Business Solutions Manager leading business solutions for significant US Health Insurance clients. Bridging high-level goals with successful technical deployment of health data platforms.
Responsibilities
Drive discussions and resolve operational frictions and Client relations matters in a timely manner.
Lead regular strategic reviews that map technical delivery to the client’s business outcomes.
Build strong relationships with Client business leaders in Claims, Quality, and Member Experience.
Monitor boundaries between contract inclusive support and new scope by validating needs and, when needed, pivoting the requirement to a Change Order to protect profit and loss.
Collaborate with cross-functional teams, such as Customer Success, to manage billable hours and prevent over-servicing that requires non-billable hours.
Collaborate with Sales to Identify and qualify opportunities of expansion.

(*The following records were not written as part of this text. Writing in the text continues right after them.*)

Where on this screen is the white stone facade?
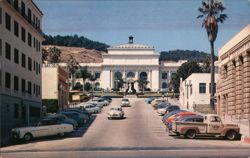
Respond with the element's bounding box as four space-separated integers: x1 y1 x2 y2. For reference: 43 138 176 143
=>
61 37 187 92
0 0 44 144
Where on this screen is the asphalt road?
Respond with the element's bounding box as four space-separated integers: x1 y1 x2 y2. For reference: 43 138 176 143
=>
1 98 250 158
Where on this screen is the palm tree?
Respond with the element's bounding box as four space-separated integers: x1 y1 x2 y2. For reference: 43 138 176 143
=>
138 77 149 93
48 47 61 63
80 66 91 93
67 55 79 89
197 0 227 111
89 74 96 99
42 48 49 63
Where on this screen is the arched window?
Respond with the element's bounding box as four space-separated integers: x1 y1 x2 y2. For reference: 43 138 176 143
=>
127 71 135 78
161 82 168 88
114 71 122 79
140 72 148 79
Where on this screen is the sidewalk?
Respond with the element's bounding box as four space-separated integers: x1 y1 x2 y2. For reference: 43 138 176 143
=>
168 98 250 144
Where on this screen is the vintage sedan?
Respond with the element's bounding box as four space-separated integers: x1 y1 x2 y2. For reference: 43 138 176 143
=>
11 119 74 141
108 106 124 119
121 98 130 106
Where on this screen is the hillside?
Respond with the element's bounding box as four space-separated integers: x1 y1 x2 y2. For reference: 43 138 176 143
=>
160 50 218 62
42 35 109 52
43 45 105 63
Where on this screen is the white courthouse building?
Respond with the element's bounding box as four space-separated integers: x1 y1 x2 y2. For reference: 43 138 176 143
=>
62 36 187 92
179 73 218 112
0 0 44 144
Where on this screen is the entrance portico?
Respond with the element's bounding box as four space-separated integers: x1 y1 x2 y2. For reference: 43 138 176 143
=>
101 37 159 92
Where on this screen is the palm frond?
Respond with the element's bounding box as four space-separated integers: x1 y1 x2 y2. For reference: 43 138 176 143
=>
196 14 204 18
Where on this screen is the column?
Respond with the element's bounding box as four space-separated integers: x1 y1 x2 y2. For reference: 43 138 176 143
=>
227 60 236 116
242 52 250 119
110 70 114 89
134 70 139 92
235 57 243 119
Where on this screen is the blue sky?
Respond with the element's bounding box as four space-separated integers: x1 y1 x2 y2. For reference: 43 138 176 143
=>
34 0 250 54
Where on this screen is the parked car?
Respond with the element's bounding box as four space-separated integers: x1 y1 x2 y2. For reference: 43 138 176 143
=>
164 111 196 125
108 106 125 119
83 103 101 114
121 98 130 107
168 115 203 130
165 105 180 113
151 98 167 108
11 119 74 141
101 96 112 103
63 107 91 120
162 110 186 122
172 114 240 140
46 114 78 129
145 97 155 104
60 111 88 125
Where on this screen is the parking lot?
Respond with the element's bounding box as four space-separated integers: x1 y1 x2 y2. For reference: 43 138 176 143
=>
1 98 250 155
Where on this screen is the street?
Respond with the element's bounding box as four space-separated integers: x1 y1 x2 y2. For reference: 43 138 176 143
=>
1 98 250 158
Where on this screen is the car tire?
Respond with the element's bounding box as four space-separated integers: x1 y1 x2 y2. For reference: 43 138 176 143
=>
185 129 196 139
226 130 237 140
23 133 33 142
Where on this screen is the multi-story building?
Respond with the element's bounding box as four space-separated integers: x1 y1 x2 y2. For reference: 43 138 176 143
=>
42 64 69 110
217 24 250 120
179 73 218 112
0 0 44 144
60 36 187 92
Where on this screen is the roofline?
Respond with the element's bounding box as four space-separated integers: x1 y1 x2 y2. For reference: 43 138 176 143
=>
31 0 43 16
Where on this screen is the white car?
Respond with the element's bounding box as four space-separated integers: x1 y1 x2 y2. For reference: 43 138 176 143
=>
121 98 130 106
108 106 124 119
83 103 101 114
11 119 74 141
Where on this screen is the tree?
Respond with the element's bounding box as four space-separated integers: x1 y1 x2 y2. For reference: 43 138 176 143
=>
67 55 79 89
197 0 227 111
48 47 61 63
138 76 149 93
170 61 202 93
80 66 91 93
42 48 49 63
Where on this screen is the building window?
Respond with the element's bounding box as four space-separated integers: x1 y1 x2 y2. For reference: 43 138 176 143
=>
14 21 19 37
5 13 11 31
14 0 19 11
5 42 11 60
0 8 2 24
14 48 19 64
36 63 38 74
33 37 36 48
33 84 36 95
22 27 26 42
38 64 41 74
14 76 19 91
28 57 32 71
95 72 101 79
14 104 19 119
199 83 206 93
22 53 26 68
22 79 26 92
33 60 36 71
28 82 32 95
5 72 11 89
21 2 26 17
28 33 32 47
28 8 31 23
0 39 3 56
161 72 168 80
209 83 216 93
161 82 168 89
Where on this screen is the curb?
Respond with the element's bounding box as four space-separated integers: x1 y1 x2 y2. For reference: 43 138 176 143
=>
241 135 250 144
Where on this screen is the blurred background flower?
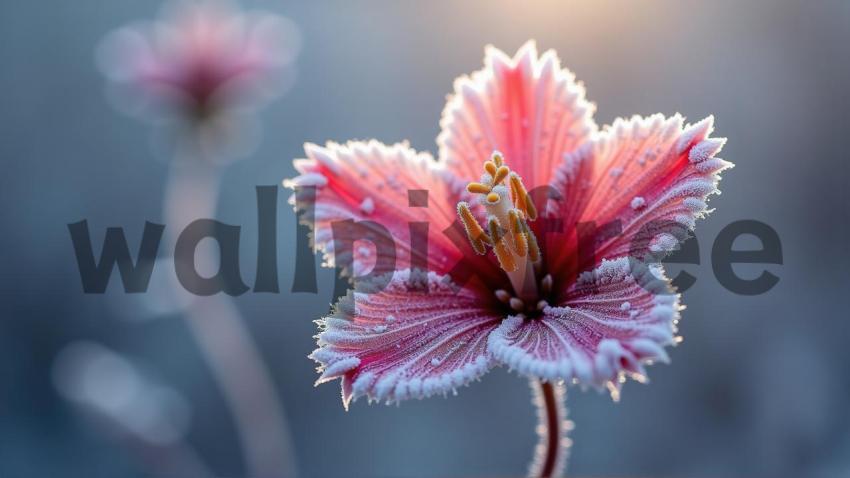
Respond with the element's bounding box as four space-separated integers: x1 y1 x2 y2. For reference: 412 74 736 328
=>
97 0 301 158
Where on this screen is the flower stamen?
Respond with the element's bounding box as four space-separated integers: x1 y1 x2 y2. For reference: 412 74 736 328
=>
457 151 540 300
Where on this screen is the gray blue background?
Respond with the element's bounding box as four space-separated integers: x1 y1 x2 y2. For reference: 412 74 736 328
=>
0 0 850 477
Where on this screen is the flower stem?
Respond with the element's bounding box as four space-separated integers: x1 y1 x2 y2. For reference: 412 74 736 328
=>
529 380 572 478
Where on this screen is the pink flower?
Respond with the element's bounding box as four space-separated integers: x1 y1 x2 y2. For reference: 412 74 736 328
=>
99 0 299 123
286 42 731 407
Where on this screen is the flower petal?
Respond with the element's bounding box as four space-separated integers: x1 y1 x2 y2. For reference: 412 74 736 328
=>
310 269 496 408
488 258 679 396
284 141 468 274
437 41 596 188
544 115 732 290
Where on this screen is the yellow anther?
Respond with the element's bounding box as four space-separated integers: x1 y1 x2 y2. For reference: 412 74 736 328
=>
493 166 511 186
487 216 519 272
490 151 504 167
457 202 491 255
508 209 528 257
522 219 540 262
510 173 537 221
525 193 537 221
466 183 493 194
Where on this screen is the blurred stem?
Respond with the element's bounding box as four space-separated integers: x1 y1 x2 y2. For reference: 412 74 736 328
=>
529 380 571 478
164 162 296 478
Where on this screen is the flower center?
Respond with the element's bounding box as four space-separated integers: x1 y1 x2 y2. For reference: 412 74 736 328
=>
457 151 552 312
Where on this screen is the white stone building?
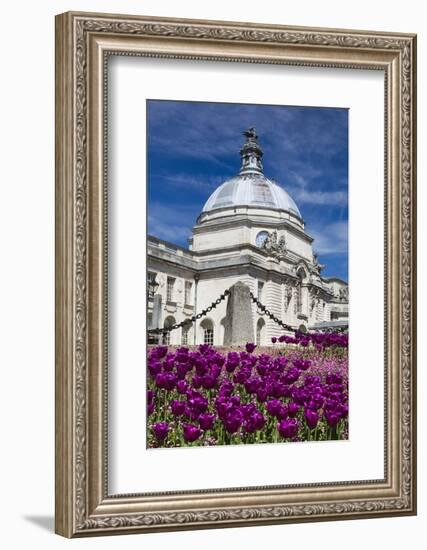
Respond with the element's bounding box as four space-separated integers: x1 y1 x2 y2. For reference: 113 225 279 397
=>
147 128 348 345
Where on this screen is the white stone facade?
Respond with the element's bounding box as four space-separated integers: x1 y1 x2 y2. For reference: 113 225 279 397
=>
148 129 348 345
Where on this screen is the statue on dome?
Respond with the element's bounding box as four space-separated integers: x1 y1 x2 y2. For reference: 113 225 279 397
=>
243 127 258 141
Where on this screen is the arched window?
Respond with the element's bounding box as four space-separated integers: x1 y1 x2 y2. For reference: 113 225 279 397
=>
181 319 191 346
256 319 265 346
219 317 225 345
297 267 306 313
162 315 176 346
200 319 214 346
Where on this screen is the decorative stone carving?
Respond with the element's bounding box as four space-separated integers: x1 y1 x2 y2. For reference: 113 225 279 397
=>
261 231 286 257
338 287 348 302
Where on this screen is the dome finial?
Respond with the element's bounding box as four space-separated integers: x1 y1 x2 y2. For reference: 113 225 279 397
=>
239 127 264 174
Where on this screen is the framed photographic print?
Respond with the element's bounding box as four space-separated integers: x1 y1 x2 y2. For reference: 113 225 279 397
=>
56 13 416 537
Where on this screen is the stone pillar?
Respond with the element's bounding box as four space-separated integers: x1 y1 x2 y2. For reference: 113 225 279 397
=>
224 281 254 346
151 294 162 341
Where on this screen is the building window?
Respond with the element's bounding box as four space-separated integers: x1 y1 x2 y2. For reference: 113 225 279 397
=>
147 271 157 298
200 319 214 346
184 281 193 305
162 315 176 346
256 319 265 346
257 281 264 302
181 322 191 346
297 269 305 313
166 277 175 302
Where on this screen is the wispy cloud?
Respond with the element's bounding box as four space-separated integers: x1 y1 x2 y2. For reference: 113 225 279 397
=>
292 189 348 206
307 221 348 256
148 203 197 243
147 101 348 284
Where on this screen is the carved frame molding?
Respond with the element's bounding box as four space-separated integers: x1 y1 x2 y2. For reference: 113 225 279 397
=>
55 12 416 537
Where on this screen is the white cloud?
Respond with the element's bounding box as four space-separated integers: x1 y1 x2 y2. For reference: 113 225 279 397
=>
148 203 195 243
291 189 348 206
307 221 348 255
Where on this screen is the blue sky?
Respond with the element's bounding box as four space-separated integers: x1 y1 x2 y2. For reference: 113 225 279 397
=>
147 100 348 280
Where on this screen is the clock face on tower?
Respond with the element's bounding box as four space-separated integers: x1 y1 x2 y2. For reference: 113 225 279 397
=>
255 231 269 248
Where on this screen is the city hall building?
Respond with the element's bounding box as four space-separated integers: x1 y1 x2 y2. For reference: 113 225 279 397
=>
147 128 348 345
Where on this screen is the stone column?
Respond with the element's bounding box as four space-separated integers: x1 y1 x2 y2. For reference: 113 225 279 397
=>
224 281 254 346
150 294 162 342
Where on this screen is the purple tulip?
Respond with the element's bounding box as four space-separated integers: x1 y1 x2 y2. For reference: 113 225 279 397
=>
245 342 256 353
266 399 282 416
170 399 186 416
304 409 319 430
151 422 169 441
277 418 298 438
148 360 162 378
182 424 202 443
288 401 299 417
245 409 266 433
156 372 177 391
324 411 340 428
199 413 216 430
223 409 243 434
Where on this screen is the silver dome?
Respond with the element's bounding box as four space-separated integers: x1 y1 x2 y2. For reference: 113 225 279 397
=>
202 173 301 218
202 128 302 218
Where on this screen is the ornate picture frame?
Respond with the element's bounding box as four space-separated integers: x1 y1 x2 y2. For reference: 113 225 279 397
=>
55 12 416 537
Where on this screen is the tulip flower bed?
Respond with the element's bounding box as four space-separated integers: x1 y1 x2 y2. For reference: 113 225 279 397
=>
147 333 348 447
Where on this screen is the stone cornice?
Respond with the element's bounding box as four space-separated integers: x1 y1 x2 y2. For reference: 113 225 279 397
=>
193 213 314 244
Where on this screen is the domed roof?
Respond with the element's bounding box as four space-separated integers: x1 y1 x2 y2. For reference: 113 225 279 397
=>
202 174 301 218
202 128 302 218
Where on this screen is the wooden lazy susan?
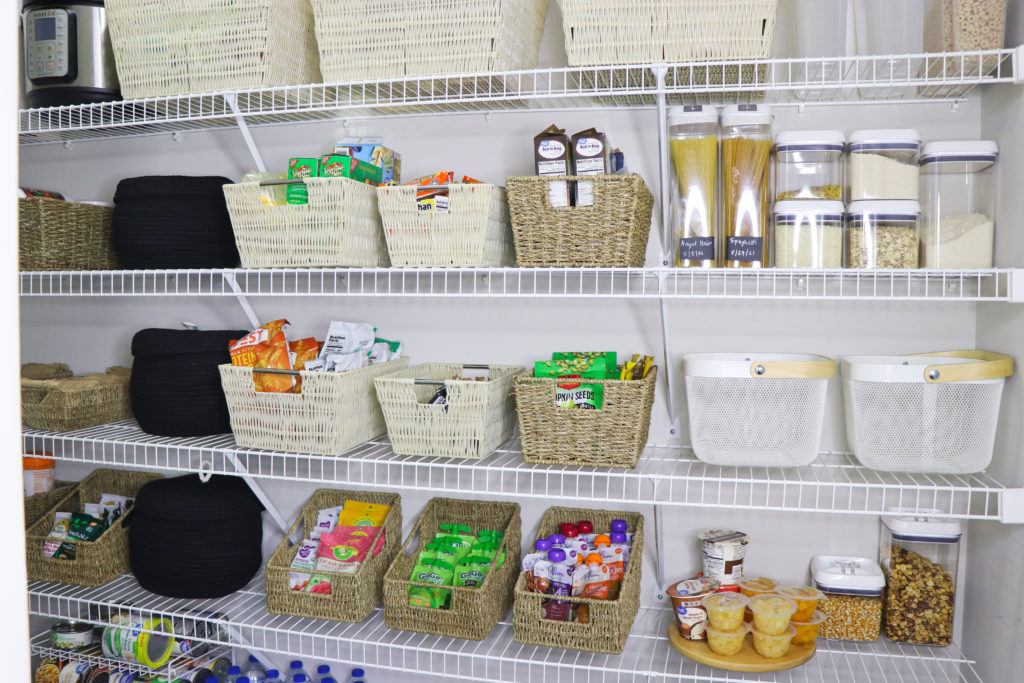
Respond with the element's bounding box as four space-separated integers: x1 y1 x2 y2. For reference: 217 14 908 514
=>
669 622 815 673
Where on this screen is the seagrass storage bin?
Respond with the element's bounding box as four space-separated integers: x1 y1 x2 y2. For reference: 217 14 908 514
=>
220 358 409 456
17 197 118 270
377 182 515 268
312 0 548 81
25 469 163 586
375 362 523 458
25 481 76 529
506 175 654 268
266 488 401 622
224 178 388 268
513 366 657 468
106 0 322 98
22 367 131 432
512 507 643 654
384 498 521 640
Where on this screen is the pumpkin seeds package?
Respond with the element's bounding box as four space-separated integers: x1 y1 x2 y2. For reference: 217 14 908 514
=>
409 558 455 609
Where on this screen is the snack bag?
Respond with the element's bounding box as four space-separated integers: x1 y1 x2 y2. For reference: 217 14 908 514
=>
409 559 455 609
228 318 295 392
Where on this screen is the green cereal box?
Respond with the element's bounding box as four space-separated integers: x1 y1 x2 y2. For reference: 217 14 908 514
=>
286 157 319 204
321 155 381 185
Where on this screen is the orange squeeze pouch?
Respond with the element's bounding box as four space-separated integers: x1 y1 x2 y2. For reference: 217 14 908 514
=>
228 318 296 393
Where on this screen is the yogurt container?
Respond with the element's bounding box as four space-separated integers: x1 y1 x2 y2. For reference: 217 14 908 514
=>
666 578 719 640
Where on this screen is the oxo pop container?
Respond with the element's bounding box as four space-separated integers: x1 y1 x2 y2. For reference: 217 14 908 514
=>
841 350 1014 474
879 508 962 645
775 130 846 202
683 353 836 467
921 140 999 268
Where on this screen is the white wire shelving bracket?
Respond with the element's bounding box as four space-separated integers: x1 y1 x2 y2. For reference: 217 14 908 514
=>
29 575 981 683
23 420 1014 520
20 267 1024 301
18 48 1022 144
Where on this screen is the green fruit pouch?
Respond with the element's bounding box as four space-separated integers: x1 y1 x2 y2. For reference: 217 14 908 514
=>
409 559 455 609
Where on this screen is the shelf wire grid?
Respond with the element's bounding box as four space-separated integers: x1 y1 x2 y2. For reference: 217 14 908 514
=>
20 267 1015 301
23 420 1006 519
18 48 1019 144
29 574 981 683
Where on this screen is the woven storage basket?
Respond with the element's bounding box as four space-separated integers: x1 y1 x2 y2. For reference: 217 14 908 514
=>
506 175 654 268
266 488 401 622
17 197 118 270
224 178 388 268
22 367 131 432
312 0 548 82
375 362 523 458
25 481 76 529
106 0 322 99
377 183 515 267
220 358 409 456
25 469 163 586
512 507 643 654
384 498 521 640
513 366 657 468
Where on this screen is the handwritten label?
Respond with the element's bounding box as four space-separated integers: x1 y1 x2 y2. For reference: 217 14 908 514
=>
725 238 765 262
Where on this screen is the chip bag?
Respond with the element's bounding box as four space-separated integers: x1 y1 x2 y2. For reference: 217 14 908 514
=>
228 318 296 393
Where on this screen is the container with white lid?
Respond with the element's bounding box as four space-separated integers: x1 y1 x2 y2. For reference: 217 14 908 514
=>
772 200 844 268
720 104 773 268
669 104 721 267
920 140 999 268
879 508 963 645
811 555 886 642
846 200 921 268
850 128 921 202
774 130 846 201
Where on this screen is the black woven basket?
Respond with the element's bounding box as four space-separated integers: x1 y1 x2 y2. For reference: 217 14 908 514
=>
128 474 263 598
112 175 239 268
129 329 249 436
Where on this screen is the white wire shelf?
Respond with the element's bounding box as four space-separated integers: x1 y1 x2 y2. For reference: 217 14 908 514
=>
19 48 1021 144
29 575 981 683
23 420 1007 519
29 631 229 681
20 267 1024 301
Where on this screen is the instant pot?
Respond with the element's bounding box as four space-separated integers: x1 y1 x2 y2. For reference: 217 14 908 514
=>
22 0 121 106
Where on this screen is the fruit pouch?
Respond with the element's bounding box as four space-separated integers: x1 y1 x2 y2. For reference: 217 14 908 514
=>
228 318 295 392
409 558 455 609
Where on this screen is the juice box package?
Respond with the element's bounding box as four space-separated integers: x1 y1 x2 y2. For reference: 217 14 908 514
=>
286 157 319 204
321 155 381 185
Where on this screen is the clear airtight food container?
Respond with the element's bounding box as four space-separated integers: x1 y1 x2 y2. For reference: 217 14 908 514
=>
772 200 843 268
811 555 886 642
722 104 772 268
775 130 846 201
850 128 921 202
669 104 720 267
846 200 921 268
921 140 999 268
879 508 962 645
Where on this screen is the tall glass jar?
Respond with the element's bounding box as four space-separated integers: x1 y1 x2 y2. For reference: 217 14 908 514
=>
775 130 846 202
879 508 962 645
722 104 773 268
669 104 720 267
921 140 999 268
846 200 921 268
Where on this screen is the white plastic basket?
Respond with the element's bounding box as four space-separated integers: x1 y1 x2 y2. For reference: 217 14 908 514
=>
841 351 1013 474
561 0 778 67
377 183 515 268
312 0 548 83
220 358 409 456
106 0 319 99
683 353 836 467
224 178 388 268
375 362 523 458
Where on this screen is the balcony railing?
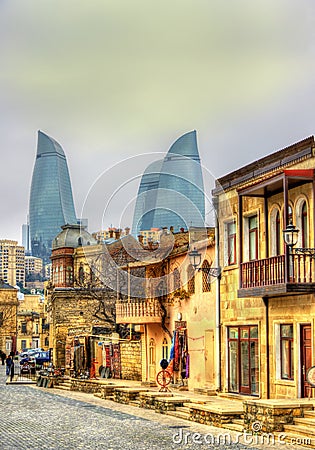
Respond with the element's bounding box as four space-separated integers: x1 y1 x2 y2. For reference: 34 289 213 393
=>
116 299 162 324
240 249 315 289
241 255 285 289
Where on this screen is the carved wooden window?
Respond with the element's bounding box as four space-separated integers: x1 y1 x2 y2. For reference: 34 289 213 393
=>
173 269 181 291
162 338 168 359
202 260 211 292
187 264 195 294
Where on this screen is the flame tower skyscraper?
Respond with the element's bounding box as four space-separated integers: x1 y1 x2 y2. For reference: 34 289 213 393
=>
29 131 77 263
132 131 205 235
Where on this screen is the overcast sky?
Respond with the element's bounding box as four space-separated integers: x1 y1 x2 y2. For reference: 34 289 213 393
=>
0 0 315 241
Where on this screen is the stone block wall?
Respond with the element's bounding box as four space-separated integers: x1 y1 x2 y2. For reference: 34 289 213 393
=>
120 341 142 381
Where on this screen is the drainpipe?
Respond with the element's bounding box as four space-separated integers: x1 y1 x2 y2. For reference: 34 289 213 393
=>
215 199 221 391
263 297 270 399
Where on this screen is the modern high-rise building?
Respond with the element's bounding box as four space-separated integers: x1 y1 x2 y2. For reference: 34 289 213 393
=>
22 219 31 256
132 131 205 235
29 131 77 263
0 239 25 286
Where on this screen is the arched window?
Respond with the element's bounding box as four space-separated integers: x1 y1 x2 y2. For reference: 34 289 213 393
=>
275 210 281 255
79 264 84 284
301 201 308 247
187 264 195 294
149 338 156 381
173 269 180 291
202 259 211 292
286 205 293 225
162 338 168 359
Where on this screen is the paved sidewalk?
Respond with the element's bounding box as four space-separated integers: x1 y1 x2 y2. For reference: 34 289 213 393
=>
0 366 312 450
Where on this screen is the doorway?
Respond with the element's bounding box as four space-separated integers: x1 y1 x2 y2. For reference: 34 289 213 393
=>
300 324 312 398
228 325 259 395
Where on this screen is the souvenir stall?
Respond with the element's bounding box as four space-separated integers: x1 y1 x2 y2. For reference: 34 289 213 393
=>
167 320 189 385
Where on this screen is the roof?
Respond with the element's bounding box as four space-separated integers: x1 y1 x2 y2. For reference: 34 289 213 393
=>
52 224 97 250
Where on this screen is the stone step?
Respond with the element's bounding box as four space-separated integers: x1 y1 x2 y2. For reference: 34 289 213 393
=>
284 425 315 440
54 384 70 391
165 409 189 420
274 431 315 448
294 417 315 429
176 406 190 414
220 420 244 433
232 418 244 427
128 400 140 408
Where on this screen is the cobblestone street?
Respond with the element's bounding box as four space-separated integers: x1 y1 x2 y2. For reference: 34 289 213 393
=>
0 366 308 450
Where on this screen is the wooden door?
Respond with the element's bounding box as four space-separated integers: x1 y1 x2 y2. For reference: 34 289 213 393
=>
205 330 214 383
149 338 156 381
300 324 312 397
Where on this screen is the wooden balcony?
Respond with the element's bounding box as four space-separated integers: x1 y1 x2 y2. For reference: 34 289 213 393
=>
116 299 162 324
238 253 315 297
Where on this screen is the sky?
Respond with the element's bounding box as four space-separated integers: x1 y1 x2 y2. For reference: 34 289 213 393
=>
0 0 315 242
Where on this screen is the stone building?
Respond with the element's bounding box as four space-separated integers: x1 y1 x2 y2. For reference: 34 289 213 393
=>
213 137 315 398
17 294 49 352
116 229 218 391
0 280 18 354
0 239 25 286
46 225 141 379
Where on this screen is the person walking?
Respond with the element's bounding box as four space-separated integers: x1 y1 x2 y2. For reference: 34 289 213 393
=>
0 350 6 366
5 355 13 376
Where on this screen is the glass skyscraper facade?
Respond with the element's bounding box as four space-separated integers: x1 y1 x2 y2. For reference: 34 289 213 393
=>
29 131 77 263
132 131 205 235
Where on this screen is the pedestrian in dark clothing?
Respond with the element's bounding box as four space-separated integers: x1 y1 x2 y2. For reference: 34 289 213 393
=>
0 351 6 366
5 355 13 376
10 361 14 381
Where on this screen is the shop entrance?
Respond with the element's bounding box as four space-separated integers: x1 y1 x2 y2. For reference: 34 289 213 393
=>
300 324 312 398
228 325 259 395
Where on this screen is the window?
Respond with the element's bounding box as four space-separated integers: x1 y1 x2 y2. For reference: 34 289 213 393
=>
228 325 259 395
162 338 168 359
301 202 308 247
173 269 180 291
187 264 195 294
275 210 281 255
202 259 211 292
280 324 294 380
79 264 84 285
227 221 236 265
248 216 258 261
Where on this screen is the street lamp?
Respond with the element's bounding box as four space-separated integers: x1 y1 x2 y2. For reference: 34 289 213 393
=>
188 247 201 270
188 247 221 278
282 223 300 251
282 223 300 280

Identify opportunities for cross-selling and upselling within existing accounts. Lead the contract renewal process and maintain a high Net Promoter Score (NPS) across the payer sector.
Provide regular reporting and analyses to leadership on Client status and account health.
Ensure solutions remain market-fit and gather field intelligence to help Executives validate that product evolution matches shifting client requirements.
Keep up-to-date on industry and market trends to drive Client discussions and inform product development.
Requirements
8+ years experience in account management, product management and/or equivalent experience working with or for Payers (Health Plans).
1+ years of people leadership or people management experience, preferred.
Post-secondary education in Business or related field and/or equivalent relevant work experience.
Exceptional verbal and written communication, experience in translating technical matters to non-technical audiences.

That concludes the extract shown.